An in-game screenshot of Fox hiding from two guards blocking the path to a door

In UnMetal, the player controls Jesse Fox, a prisoner attempting to escape a maximum-security prison. While moving through each level, Fox must avoid visual contact and direct confrontation with patrolling guards; if he is detected, the alarm will be sounded, and Fox must hide from reinforcements until they lose track of where he is. To dispatch guards, Fox can hit them at close-range, or he can distract them by hitting objects or tossing a coin to sneak past or lure them. Unconscious enemies can be carried to hide their bodies, or they can be searched for items. Different weapons are unlocked as the game progresses, including a slingshot firing "depleted uranium balls", chloroform, a pistol, a flamethrower, Molotov cocktails, grenades, electromagnetic grenades, and a rocket launcher; ranged weapons require limited ammunition that must be collected and stockpiled. If Fox is injured, he will begin to bleed and slowly lose health; players can use bandages to stop the bleeding, medkits to gradually replenish health, or blood bags to fully replenish health. As Fox refuses to kill people, any enemies incapacitated by lethal weapons such as the pistol must be healed using an available medkit before they bleed out, or the player will get a game over, though this is unnecessary for bosses and non-human enemies.

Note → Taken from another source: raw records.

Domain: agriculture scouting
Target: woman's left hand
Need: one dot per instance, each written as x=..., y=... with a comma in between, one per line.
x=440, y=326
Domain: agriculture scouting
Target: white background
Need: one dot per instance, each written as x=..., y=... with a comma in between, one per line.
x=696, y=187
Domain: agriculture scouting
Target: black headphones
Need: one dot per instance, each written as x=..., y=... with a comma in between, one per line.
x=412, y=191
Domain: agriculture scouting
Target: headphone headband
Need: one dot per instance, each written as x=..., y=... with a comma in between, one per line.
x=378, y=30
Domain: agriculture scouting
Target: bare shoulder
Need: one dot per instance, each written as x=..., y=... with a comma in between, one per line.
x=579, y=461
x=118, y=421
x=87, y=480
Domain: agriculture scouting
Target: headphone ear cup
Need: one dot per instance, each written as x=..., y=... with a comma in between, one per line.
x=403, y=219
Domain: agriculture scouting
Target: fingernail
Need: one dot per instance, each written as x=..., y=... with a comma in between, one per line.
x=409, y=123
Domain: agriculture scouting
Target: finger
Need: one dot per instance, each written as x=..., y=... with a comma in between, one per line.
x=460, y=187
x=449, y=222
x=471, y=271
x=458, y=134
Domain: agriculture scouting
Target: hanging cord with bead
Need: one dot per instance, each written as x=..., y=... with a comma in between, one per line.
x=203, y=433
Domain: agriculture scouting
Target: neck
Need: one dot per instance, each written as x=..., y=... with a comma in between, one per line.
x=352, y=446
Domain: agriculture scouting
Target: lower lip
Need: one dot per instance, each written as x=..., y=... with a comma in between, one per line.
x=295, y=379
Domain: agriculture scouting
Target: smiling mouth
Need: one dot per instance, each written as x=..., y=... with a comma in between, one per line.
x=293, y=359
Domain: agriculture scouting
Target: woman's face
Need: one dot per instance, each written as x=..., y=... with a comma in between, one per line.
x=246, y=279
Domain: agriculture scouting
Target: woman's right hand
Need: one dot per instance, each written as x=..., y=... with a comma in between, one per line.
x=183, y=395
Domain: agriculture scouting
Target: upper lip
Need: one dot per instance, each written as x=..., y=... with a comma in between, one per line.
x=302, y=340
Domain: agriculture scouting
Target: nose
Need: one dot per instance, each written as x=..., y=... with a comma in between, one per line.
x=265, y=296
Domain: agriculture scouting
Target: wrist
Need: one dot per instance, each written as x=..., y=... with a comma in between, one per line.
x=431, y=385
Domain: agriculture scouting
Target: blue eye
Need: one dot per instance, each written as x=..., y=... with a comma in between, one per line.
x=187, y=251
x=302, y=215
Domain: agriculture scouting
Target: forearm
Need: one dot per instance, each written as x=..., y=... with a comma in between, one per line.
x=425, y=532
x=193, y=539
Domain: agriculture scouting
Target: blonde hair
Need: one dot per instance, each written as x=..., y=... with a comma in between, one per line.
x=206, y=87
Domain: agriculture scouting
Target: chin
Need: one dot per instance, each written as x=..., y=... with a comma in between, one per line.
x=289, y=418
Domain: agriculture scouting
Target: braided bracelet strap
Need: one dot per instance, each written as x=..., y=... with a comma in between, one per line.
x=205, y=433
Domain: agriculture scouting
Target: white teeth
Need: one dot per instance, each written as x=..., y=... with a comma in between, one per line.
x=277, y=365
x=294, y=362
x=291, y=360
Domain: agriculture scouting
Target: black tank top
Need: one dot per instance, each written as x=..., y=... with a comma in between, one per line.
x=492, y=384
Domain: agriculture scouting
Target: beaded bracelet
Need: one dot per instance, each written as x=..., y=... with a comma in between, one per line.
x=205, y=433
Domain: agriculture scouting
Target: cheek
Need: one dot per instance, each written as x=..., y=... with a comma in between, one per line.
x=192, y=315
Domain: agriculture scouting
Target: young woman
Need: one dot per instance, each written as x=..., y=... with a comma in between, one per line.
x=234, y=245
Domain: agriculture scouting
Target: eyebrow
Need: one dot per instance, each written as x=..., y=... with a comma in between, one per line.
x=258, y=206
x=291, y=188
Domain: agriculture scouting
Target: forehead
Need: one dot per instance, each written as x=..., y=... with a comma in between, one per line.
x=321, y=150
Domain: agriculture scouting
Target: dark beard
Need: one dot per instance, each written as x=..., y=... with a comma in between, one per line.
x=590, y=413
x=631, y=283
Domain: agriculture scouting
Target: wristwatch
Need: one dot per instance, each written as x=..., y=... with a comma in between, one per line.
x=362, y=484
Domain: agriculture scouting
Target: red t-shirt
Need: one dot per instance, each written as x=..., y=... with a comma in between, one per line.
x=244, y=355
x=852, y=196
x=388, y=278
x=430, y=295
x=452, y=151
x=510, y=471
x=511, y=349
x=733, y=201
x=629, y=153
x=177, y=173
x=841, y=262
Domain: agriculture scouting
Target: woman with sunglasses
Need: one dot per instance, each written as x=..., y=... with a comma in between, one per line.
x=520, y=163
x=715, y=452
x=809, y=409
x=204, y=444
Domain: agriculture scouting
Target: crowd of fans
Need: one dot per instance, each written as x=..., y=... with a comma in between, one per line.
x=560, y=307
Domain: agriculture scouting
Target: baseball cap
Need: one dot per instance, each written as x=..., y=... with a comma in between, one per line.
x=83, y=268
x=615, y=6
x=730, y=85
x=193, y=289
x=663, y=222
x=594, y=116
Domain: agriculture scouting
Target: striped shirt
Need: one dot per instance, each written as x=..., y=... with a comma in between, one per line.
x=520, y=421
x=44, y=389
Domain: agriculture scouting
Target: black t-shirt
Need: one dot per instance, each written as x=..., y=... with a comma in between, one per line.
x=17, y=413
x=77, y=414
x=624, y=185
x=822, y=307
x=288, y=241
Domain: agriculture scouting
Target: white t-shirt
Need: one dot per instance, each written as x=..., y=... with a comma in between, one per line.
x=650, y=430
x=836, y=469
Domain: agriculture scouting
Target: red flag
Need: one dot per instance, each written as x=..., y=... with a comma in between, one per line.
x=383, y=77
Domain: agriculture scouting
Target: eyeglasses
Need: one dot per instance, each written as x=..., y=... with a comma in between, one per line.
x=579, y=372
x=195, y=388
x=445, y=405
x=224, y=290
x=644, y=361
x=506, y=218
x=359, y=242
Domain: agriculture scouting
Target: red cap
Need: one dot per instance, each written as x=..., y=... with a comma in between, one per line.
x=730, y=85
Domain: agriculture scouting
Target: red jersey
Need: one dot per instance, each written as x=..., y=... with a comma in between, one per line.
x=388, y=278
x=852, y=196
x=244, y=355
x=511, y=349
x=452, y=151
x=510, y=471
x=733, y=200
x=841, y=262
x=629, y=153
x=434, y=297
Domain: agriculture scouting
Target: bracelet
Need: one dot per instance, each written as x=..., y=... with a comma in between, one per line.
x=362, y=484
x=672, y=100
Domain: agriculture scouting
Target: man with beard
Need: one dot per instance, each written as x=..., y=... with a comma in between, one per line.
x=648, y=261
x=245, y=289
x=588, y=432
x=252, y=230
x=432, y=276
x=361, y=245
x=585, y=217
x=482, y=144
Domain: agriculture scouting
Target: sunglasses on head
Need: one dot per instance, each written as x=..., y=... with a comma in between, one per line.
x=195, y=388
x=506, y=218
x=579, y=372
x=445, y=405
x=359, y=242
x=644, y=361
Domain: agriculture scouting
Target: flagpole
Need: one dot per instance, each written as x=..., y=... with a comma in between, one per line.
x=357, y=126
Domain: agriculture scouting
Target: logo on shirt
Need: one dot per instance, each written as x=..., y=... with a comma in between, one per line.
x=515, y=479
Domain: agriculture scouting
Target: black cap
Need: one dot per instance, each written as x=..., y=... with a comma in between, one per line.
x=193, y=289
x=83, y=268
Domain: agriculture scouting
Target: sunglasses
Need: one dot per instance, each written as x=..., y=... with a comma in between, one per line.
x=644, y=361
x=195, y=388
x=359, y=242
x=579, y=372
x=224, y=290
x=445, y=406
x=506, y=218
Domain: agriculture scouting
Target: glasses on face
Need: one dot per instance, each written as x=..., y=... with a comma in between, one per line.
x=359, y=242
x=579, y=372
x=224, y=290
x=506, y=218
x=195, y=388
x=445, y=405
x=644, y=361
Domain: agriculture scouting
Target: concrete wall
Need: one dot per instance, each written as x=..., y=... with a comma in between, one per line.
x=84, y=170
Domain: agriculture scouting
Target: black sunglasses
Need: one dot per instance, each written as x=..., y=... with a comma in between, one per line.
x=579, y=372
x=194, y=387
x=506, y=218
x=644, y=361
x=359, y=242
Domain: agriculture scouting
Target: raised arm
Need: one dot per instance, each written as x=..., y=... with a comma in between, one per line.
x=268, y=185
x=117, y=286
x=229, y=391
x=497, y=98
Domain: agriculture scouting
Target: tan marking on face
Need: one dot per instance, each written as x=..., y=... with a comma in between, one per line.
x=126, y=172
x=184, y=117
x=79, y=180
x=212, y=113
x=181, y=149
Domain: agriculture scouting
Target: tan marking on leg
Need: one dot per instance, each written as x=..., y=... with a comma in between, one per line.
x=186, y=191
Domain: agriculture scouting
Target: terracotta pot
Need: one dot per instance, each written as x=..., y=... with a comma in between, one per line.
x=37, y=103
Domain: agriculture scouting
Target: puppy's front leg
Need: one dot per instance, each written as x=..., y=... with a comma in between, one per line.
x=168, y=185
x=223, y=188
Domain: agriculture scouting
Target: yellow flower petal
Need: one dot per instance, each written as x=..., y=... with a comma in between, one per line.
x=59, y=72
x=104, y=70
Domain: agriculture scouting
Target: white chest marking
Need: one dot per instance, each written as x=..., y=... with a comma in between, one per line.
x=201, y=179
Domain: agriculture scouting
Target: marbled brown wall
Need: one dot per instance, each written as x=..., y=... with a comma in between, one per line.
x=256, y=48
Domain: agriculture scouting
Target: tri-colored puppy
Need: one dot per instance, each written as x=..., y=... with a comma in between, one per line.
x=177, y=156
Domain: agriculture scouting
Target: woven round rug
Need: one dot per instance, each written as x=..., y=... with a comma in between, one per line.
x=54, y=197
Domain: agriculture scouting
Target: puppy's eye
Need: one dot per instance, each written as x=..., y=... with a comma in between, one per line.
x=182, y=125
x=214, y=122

Gameplay is presented in 2D from a top-down perspective, controlling Fox as he moves through each level's screens. The game has ten levels, with additional achievements and secrets to unlock. Some level segments feature unique gameplay, such as a shoot 'em up-esque boat battle with an attack helicopter or a submersible section reminiscent of Metal Slug 3. A menu bar on the right side of the screen displays Fox's experience level, health, and currently-equipped item and weapon. Fox can carry various items in his inventory, and can combine specific items together to craft equipment to progress through certain sections, such as combining plastic barrels and a wooden pallet to create a raft used as a bridge. Fox can also communicate with three colleagues via radio to gain information or tips on what to do next. After leveling up through experience points, the player can choose between different perks and upgrades, such as health regeneration or faster action completion. To save the game, Fox must use the urinal in washrooms located throughout levels or a potty item to save at any time, though potties are "filled" upon use and cannot be used again until the player uses a urinal.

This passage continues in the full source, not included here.